Troubled firm transfers remainder of contract to Mitsubishi Heavy Industries

Embattled water treatment company Hyflux has entered into new agreements that will help ensure the continued funding for the TuasOne waste-to-energy project, the company said in an exchange filing yesterday.

TuasOne was due to be completed in May this year but funds had dried up. It is at least 96 per cent completed.

Utico, Hyflux's white knight investor, offered to provide the funds needed to finish building TuasOne.

The filing noted that Hyflux has transferred the remainder of TuasOne's engineering procurement and construction contract to Mitsubishi Heavy Industries Asia Pacific through a deed of novation.

Hyflux remains the majority shareholder with a 75 per cent stake in TuasOne, a company spokesman said.
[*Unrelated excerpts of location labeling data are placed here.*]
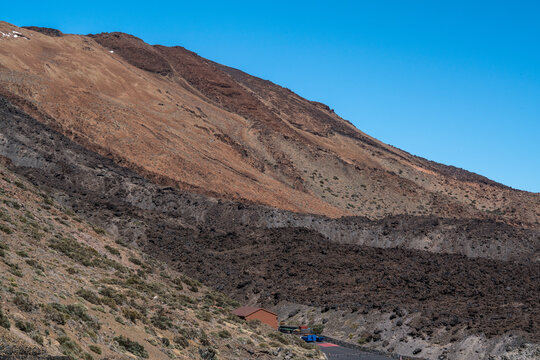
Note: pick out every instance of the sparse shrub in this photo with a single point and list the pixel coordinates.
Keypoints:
(279, 337)
(95, 348)
(72, 271)
(135, 261)
(24, 326)
(72, 249)
(69, 347)
(132, 315)
(131, 346)
(14, 269)
(111, 297)
(52, 313)
(204, 316)
(181, 341)
(224, 334)
(98, 230)
(36, 265)
(5, 229)
(161, 319)
(112, 250)
(317, 329)
(22, 253)
(203, 338)
(59, 313)
(89, 296)
(4, 321)
(38, 339)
Mitsubishi Heavy Industries owns the remaining 25 per cent.

Hyflux had teamed up with Mitsubishi Heavy Industries to form a consortium that signed a waste-to-energy services agreement with the National Environment Agency (NEA) in October 2015 to build Singapore's sixth and largest waste-to-energy plant.
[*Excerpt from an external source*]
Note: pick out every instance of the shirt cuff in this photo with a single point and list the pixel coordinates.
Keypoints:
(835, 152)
TuasOne will also provide waste-to-energy services to NEA over a 25-year period from 2019 to 2044. The plant is designed to add 3,600 tonnes of incineration capacity per day to Singapore's waste disposal system.
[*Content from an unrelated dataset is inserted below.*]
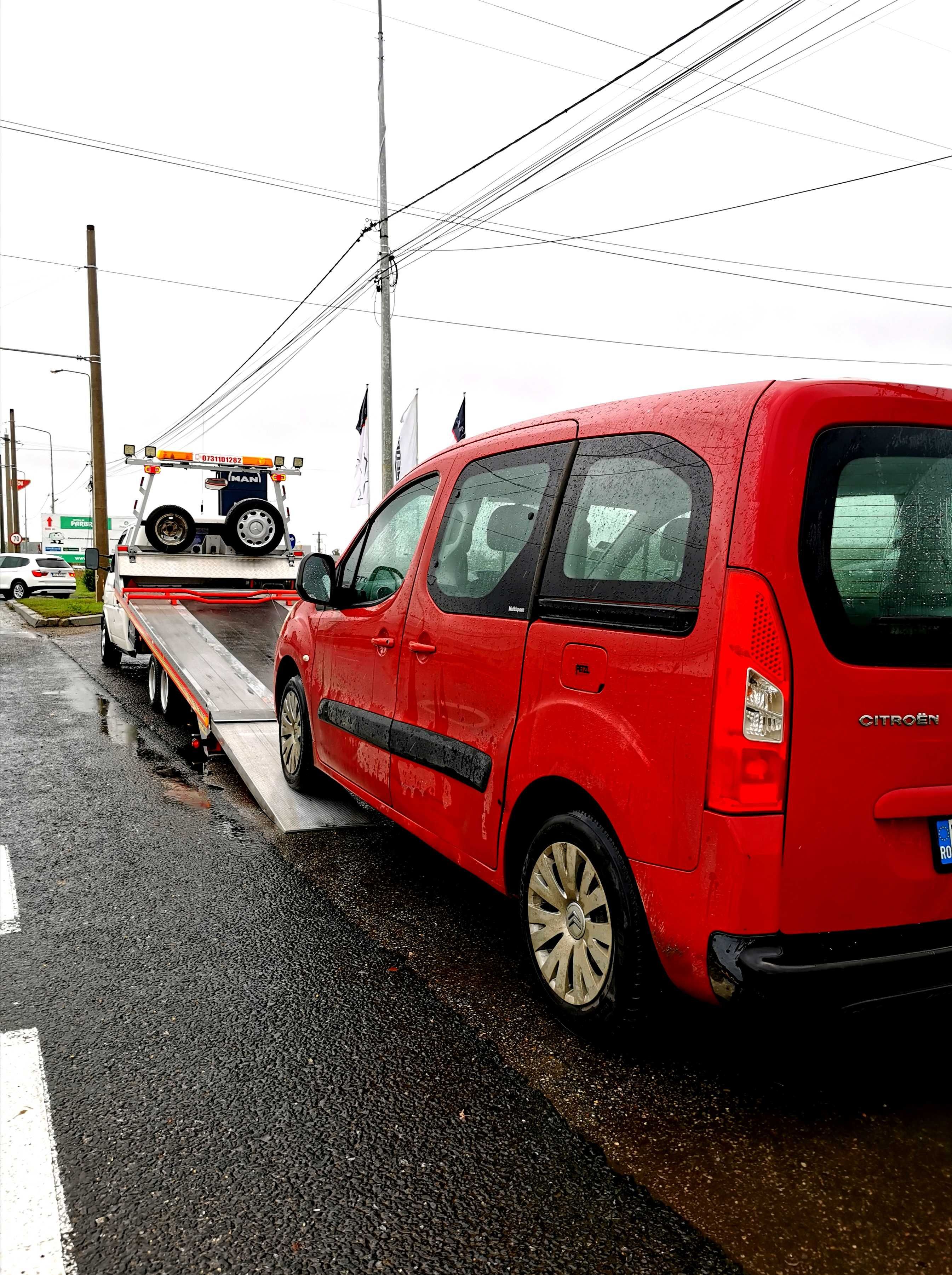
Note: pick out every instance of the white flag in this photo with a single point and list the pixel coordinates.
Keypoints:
(406, 457)
(361, 495)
"The novation is expected to have a material effect on the financial performance of the (Hyflux) group," the filing noted.

Hyflux said in a separate filing that the Accounting and Corporate Regulatory Authority had agreed yesterday to give it more time to hold its annual general meeting and annual return for financial year 2018.

The new deadlines for its annual general meeting for FY2018 is March 31 and April 30 next year.

Home-grown Hyflux fell on hard times when it overestimated the ability of its integrated water and power plant, Tuaspring, to turn a profit.

Tuaspring, the first water plant in Asia to be integrated with power generation capabilities, cost Hyflux $1.05 billion in all.

But it has been a drag on earnings since it began operations in March 2016. National water agency PUB has since taken over the desalination plant.

Hyflux's troubles centre on its expansion into the energy business through Tuaspring, where profits from the power plant were to have been used to subsidise the desalination facility's operational costs. But electricity prices plunged and, coupled with operating losses from the desalination plant, caused Hyflux to sink into debt.